Almost six weeks after the attack came to light, Capita warned the Universities Superannuation Scheme (USS), the UK’s largest private pension scheme, to react to the incident on the assumption that their members’ data had been stolen.
USS manages the pensions of over 500,000 members of UK universities and colleges (and their families), investing £82.2 billion (over $102 billion) on their behalf.
Capita told USS that the servers the hackers had access to contained approximately 470,000 personal information about active, deferred and retired members, including names, dates of birth, national insurance numbers and phone numbers. member of the USS.
“While Capita cannot currently confirm whether this data has been permanently ‘exfiltrated’ (i.e. viewed and/or copied) by the hackers, they recommend that we assume this was the case. We are waiting to receive the specific data from Capita, which we will in turn have to verify and process”, USS said Friday.

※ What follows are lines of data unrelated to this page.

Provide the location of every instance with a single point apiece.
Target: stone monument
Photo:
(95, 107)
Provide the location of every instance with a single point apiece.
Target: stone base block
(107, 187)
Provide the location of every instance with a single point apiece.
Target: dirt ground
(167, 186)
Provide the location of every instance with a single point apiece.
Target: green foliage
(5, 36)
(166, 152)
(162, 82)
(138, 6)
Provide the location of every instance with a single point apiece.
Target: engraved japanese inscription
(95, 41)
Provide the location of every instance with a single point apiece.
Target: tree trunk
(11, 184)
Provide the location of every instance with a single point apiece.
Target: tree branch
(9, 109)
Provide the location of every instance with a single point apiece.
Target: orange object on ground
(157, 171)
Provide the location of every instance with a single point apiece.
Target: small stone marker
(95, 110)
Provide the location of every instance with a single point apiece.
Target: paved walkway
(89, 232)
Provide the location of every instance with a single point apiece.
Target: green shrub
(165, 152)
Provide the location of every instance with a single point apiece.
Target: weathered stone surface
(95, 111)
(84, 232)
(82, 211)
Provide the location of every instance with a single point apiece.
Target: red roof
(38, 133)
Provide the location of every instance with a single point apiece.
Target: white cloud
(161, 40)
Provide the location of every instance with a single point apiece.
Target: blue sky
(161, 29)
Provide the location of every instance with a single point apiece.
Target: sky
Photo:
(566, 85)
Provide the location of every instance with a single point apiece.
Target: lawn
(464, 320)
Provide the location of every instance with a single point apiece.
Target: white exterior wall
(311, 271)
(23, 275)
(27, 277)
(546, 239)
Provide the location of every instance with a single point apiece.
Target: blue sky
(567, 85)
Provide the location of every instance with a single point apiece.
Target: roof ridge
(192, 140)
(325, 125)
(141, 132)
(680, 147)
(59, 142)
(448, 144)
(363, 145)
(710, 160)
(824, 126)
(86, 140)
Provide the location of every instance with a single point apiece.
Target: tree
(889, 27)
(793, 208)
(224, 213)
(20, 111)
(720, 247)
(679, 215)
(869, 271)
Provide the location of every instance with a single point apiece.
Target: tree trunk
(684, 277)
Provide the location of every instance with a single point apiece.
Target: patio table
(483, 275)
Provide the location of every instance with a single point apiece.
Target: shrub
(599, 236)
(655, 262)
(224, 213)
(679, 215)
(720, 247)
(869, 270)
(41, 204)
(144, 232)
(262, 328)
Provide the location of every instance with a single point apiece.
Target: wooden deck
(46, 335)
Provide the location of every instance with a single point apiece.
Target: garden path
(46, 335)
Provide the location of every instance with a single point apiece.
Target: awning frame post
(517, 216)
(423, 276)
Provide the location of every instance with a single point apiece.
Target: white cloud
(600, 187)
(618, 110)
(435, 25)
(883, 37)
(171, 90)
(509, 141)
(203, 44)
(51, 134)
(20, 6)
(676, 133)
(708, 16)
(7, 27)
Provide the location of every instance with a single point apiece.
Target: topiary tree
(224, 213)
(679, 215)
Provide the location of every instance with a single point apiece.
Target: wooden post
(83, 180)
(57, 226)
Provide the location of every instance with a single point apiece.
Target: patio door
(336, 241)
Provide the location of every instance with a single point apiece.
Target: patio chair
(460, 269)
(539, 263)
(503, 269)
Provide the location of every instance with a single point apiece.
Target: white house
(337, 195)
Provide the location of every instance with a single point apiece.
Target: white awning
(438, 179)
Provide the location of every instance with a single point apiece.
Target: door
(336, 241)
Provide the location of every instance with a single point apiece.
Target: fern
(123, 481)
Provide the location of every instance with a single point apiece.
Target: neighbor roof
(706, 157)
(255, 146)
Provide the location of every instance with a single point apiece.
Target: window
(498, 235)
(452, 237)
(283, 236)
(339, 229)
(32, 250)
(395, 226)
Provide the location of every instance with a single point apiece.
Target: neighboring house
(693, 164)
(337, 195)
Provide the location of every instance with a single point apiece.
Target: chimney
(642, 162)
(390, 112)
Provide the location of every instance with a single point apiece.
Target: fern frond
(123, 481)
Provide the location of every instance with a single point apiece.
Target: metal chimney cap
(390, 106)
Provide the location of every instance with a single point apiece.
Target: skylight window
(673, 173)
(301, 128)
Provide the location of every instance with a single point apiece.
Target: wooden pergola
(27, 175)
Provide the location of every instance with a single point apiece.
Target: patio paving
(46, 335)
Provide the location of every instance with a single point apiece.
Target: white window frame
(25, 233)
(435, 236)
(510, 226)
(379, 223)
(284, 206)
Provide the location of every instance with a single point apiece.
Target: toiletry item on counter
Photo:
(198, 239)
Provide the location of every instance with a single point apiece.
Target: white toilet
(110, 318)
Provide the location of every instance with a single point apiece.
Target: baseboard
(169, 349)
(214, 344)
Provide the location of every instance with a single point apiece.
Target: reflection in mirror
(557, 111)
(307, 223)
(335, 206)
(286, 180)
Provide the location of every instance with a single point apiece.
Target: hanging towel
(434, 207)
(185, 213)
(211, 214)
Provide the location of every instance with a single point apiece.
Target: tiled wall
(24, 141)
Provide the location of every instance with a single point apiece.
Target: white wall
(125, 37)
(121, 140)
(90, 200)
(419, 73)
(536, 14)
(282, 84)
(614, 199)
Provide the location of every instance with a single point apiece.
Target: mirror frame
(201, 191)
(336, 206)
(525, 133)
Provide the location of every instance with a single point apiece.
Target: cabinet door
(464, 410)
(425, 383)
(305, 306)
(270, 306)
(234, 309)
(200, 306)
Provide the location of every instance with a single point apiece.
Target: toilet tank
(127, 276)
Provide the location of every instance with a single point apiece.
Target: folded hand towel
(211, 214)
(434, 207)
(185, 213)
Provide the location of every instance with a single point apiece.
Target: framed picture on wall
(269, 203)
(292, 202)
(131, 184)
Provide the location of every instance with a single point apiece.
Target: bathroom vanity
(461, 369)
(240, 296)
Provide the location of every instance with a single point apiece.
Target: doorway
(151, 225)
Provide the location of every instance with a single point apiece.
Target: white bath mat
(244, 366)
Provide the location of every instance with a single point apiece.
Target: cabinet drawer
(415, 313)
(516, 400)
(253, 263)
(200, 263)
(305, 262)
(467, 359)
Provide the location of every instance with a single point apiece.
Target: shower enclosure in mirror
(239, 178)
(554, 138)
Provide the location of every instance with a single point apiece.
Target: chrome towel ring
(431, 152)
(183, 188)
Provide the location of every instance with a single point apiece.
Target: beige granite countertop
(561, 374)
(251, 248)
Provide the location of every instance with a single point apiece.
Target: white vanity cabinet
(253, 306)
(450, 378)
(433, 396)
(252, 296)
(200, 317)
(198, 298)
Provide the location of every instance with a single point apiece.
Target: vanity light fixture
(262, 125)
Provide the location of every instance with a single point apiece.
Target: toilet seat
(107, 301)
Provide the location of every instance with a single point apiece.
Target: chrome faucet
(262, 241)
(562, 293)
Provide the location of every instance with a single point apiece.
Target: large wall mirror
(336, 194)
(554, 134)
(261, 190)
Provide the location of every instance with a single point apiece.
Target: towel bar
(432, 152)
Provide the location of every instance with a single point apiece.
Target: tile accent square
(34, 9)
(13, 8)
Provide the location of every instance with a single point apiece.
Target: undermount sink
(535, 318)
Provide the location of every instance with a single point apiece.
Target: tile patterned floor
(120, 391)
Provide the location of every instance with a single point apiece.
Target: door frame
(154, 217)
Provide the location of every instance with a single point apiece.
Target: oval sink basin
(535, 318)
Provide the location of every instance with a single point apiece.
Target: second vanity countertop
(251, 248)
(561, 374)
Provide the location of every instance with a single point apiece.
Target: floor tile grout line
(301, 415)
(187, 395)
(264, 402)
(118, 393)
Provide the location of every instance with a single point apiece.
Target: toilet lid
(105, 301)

“We have reported this incident to the ICO and will work with them on any investigation they choose to conduct and any subsequent recommendations they may make to USS. We have also notified the pension regulator and the Financial Conduct Authority. “
According to industry sources, up to 350 UK company pension schemes were affected by the Capita attack, “making it the largest such hack in UK history”, according to The telegraph,
Black Basta claims to have stolen data
While Capita initially described the attack as a “technical issue”, the company recognized three days later that a weekend outage was the result of a cyberattack.

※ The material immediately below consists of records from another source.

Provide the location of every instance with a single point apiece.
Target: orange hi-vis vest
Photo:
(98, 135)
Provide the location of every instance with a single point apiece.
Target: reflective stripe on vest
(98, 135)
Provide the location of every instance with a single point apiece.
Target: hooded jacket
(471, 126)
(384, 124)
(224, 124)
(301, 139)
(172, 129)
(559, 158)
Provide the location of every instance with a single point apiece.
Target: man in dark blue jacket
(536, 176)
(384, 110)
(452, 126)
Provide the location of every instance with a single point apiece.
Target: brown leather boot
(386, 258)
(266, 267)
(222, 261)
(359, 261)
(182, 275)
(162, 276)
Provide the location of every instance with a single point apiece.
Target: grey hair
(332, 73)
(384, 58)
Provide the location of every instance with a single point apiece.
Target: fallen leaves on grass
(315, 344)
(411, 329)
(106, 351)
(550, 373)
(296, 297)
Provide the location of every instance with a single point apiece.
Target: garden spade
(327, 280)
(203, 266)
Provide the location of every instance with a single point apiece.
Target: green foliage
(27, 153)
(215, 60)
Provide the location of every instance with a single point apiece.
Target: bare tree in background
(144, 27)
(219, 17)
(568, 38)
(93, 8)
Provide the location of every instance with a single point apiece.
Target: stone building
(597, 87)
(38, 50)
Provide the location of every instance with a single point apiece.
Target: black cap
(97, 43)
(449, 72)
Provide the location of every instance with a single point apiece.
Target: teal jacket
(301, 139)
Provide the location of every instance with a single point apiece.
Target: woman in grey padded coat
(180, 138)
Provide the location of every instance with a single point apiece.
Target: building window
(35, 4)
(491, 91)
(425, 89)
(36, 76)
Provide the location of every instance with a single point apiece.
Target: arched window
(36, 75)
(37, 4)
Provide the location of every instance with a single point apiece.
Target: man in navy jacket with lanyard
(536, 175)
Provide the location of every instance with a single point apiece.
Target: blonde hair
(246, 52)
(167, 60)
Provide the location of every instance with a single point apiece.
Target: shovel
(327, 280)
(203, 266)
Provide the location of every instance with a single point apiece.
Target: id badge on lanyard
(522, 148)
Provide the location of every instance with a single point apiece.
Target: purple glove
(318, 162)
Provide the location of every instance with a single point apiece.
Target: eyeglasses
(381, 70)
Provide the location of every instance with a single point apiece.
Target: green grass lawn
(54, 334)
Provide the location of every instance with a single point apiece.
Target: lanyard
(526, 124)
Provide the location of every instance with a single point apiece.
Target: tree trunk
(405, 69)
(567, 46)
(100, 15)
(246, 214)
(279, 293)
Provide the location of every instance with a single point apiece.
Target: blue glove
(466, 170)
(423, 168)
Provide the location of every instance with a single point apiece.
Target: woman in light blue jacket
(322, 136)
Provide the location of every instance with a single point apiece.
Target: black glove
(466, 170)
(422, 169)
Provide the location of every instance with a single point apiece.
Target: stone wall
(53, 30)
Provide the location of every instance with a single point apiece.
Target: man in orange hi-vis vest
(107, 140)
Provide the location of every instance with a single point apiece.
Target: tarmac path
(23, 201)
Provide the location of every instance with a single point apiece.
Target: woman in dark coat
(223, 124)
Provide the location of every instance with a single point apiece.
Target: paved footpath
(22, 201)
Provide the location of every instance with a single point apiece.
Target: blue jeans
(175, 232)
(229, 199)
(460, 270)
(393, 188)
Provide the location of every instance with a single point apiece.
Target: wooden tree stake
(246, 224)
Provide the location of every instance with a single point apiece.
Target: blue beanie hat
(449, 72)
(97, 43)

On April 17, the Black Basta ransomware gang added a private entry for Capita to its data leak site using a private link, threatening to sell allegedly stolen data, including personal bank account details, physical addresses , passport scans and other sensitive information.
A spokesperson for Capita declined to provide a statement when BleepingComputer asked for comment on the ransomware gang’s allegations.
However, on April 20, Capita revealed that the exfiltrated assailants files from approximately 4% of its “server farm”, including customer, supplier or co-worker data from the systems after gaining access to Capita’s systems on March 22 and remained active until the company discovers the flaw on March 31.
After two more weeks, on May 5, Capita released a new update claiming that “data was exfiltrated from less than 0.1% of its server farm”.
The company also revealed that it expects to incur exceptional costs related to the April incident of up to £20 million (approximately $25 million).
Capita, based in London, is a government contractor who also works with clients in finance, IT, healthcare and education.
Its client list includes the Department for Work and Pensions, the National Health Service (NHS), the British Army, as well as leading companies such as Vodafone, O2 and the Royal Bank of Scotland.